When clients consult us regarding a name for a new business, brand, or idea, we always encourage them to shortlist 5 names.  Stay engaged in the name selection process until you have at least 5 names that you like to choose from.  Why 5?  Because if you select less than that, the odds of obtaining trademark clearance from your IP lawyer become greater; going back to the drawing board is inefficient and sometimes kills a founder’s morale.  By selecting 5 or more names to throw in the hopper, we can be relatively certain that at least one will check out from a legal perspective.

During the name selection and clearance process, it is common (and understandable) for a client to become emotional about the name selected.  If it’s a new business, however, my advice is usually not to proceed with a name that has any potential problems associated with it.  For example, often times there may be similar names in different but potentially related fields.  While our firm routinely argues for and against findings of likelihood of confusion on a daily basis (and are capable of doing so in most cases), it is never advisable to select a name which has an even 20% chance of infringing on another mark.  Or, even if there’s only a 5% chance of infringing, but the third party is highly litigious, it is likely not advisable to proceed with the name.
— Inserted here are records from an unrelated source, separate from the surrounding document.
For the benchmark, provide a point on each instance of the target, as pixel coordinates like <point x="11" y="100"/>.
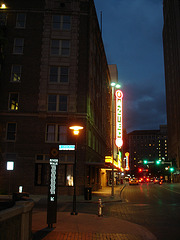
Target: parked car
<point x="156" y="180"/>
<point x="133" y="181"/>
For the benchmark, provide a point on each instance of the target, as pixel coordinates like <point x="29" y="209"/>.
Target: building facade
<point x="54" y="74"/>
<point x="150" y="145"/>
<point x="171" y="43"/>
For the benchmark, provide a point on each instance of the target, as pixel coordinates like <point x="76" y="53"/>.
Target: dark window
<point x="11" y="131"/>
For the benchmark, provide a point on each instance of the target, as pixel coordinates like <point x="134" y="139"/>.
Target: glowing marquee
<point x="127" y="161"/>
<point x="119" y="126"/>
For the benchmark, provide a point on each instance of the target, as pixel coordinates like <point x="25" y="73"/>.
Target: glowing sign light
<point x="119" y="126"/>
<point x="127" y="161"/>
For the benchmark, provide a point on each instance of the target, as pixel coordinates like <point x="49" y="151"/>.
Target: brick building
<point x="54" y="73"/>
<point x="148" y="145"/>
<point x="171" y="44"/>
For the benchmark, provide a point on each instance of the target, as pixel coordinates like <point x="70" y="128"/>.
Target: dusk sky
<point x="132" y="36"/>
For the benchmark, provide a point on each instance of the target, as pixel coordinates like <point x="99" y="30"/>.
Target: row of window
<point x="57" y="74"/>
<point x="56" y="103"/>
<point x="54" y="133"/>
<point x="59" y="22"/>
<point x="42" y="171"/>
<point x="58" y="47"/>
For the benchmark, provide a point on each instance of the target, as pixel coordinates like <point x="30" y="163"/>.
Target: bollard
<point x="100" y="208"/>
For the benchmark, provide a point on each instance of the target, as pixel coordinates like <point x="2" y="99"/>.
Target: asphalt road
<point x="154" y="206"/>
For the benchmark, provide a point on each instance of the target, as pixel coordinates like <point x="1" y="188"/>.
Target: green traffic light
<point x="171" y="169"/>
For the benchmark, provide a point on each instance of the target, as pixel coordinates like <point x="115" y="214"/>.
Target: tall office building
<point x="171" y="42"/>
<point x="54" y="74"/>
<point x="150" y="145"/>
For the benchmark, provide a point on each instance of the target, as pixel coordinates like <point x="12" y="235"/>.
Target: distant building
<point x="148" y="145"/>
<point x="54" y="73"/>
<point x="171" y="42"/>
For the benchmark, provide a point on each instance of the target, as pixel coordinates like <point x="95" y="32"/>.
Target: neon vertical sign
<point x="127" y="161"/>
<point x="119" y="126"/>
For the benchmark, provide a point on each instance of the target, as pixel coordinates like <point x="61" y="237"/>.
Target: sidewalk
<point x="87" y="226"/>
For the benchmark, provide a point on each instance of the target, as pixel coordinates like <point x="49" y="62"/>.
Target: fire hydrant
<point x="100" y="208"/>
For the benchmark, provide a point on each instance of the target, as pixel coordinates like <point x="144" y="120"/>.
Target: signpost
<point x="52" y="192"/>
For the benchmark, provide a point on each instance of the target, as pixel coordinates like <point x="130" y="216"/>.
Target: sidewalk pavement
<point x="86" y="226"/>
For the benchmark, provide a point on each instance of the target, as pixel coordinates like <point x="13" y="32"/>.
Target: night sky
<point x="132" y="36"/>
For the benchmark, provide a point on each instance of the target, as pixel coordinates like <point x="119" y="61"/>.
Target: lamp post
<point x="113" y="85"/>
<point x="76" y="130"/>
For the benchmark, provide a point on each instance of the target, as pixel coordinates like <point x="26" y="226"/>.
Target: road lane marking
<point x="170" y="190"/>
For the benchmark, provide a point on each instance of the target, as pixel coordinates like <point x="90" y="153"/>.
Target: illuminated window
<point x="13" y="101"/>
<point x="18" y="46"/>
<point x="57" y="103"/>
<point x="59" y="74"/>
<point x="11" y="157"/>
<point x="56" y="133"/>
<point x="62" y="134"/>
<point x="3" y="19"/>
<point x="16" y="73"/>
<point x="60" y="47"/>
<point x="21" y="20"/>
<point x="61" y="22"/>
<point x="11" y="132"/>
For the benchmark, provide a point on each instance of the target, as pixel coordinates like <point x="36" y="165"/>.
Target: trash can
<point x="88" y="193"/>
<point x="20" y="196"/>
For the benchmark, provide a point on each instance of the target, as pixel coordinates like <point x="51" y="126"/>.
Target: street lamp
<point x="113" y="85"/>
<point x="76" y="130"/>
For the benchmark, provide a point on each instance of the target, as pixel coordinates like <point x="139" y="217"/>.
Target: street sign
<point x="66" y="147"/>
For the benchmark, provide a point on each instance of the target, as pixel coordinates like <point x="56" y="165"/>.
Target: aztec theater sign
<point x="119" y="126"/>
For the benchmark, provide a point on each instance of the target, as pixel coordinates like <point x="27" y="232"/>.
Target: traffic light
<point x="171" y="169"/>
<point x="158" y="162"/>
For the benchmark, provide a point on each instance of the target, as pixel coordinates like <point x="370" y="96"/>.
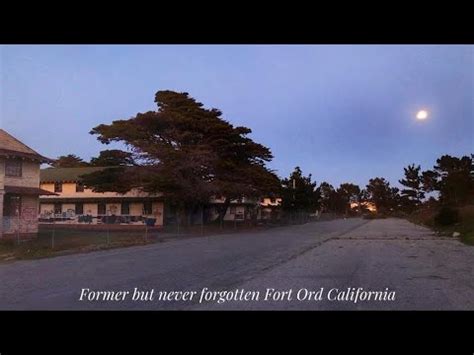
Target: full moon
<point x="422" y="114"/>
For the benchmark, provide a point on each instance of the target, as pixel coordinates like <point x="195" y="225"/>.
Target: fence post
<point x="108" y="232"/>
<point x="202" y="221"/>
<point x="54" y="231"/>
<point x="18" y="228"/>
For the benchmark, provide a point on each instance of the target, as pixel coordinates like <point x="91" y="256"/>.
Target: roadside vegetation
<point x="191" y="154"/>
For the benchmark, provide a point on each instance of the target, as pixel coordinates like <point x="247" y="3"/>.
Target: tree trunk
<point x="221" y="210"/>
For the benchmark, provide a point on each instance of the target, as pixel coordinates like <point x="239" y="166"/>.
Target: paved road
<point x="406" y="264"/>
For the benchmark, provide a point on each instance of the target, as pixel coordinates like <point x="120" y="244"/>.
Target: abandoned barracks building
<point x="19" y="187"/>
<point x="73" y="203"/>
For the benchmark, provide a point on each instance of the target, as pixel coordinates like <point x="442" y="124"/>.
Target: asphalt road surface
<point x="386" y="264"/>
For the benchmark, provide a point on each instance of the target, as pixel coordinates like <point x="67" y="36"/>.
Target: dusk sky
<point x="342" y="113"/>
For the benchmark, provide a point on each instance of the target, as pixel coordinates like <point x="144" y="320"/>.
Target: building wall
<point x="29" y="178"/>
<point x="2" y="184"/>
<point x="69" y="191"/>
<point x="135" y="209"/>
<point x="27" y="222"/>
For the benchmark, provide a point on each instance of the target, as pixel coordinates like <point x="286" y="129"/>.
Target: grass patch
<point x="69" y="241"/>
<point x="465" y="226"/>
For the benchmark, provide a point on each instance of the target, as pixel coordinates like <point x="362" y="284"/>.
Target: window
<point x="101" y="209"/>
<point x="147" y="207"/>
<point x="79" y="187"/>
<point x="13" y="168"/>
<point x="125" y="208"/>
<point x="11" y="205"/>
<point x="58" y="186"/>
<point x="58" y="208"/>
<point x="79" y="208"/>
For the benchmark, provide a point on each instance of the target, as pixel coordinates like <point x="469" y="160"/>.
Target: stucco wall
<point x="69" y="191"/>
<point x="27" y="222"/>
<point x="29" y="178"/>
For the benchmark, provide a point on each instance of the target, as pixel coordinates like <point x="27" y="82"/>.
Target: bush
<point x="447" y="216"/>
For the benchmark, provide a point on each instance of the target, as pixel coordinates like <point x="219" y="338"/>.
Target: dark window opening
<point x="101" y="209"/>
<point x="125" y="208"/>
<point x="58" y="187"/>
<point x="58" y="208"/>
<point x="11" y="205"/>
<point x="79" y="208"/>
<point x="147" y="207"/>
<point x="13" y="168"/>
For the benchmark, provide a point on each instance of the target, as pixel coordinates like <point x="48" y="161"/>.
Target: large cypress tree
<point x="188" y="153"/>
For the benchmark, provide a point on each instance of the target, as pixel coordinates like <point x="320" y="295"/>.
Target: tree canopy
<point x="69" y="161"/>
<point x="299" y="193"/>
<point x="187" y="152"/>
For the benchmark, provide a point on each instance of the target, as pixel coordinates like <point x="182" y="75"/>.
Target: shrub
<point x="447" y="216"/>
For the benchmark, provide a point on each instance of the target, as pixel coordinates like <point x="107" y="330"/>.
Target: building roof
<point x="21" y="190"/>
<point x="10" y="146"/>
<point x="66" y="174"/>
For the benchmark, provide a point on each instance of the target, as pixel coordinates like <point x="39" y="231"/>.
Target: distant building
<point x="76" y="203"/>
<point x="19" y="187"/>
<point x="369" y="206"/>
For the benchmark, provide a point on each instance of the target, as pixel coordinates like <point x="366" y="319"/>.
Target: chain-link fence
<point x="68" y="232"/>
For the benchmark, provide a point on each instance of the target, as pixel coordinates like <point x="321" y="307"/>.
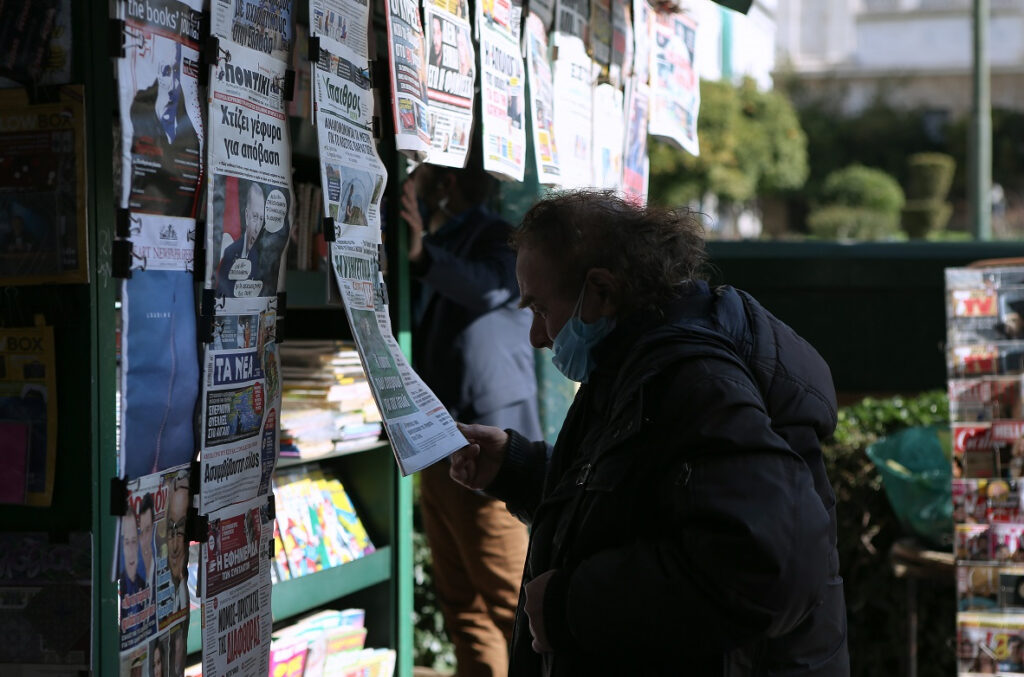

Why?  Because no new company needs the headache of a trademark infringement litigation, even if the new company’s mark is ultimately found to be non-infringing.  There are better way to spend venture dollars than on costly and time-consuming litigation.

Think of it this way: no matter how incredible, meaningful, and poignant your new name may be, a name for a new company is nearly worthless in the eyes of a consumer, because a consumer is not yet familiar with the brand.  Of course, if you’re a mid-stage company who runs into a hiccup with your trademark, it might be worth it to pursue litigation in an effort to preserve the value built up over time in your mark.  But, if your mark hasn’t been introduced to consumers yet, and there’s a possibility that a third party might have an issue with your use, in most cases it makes sense to select a new mark, or, if you’ve followed my recommendation, pick one of the other 4.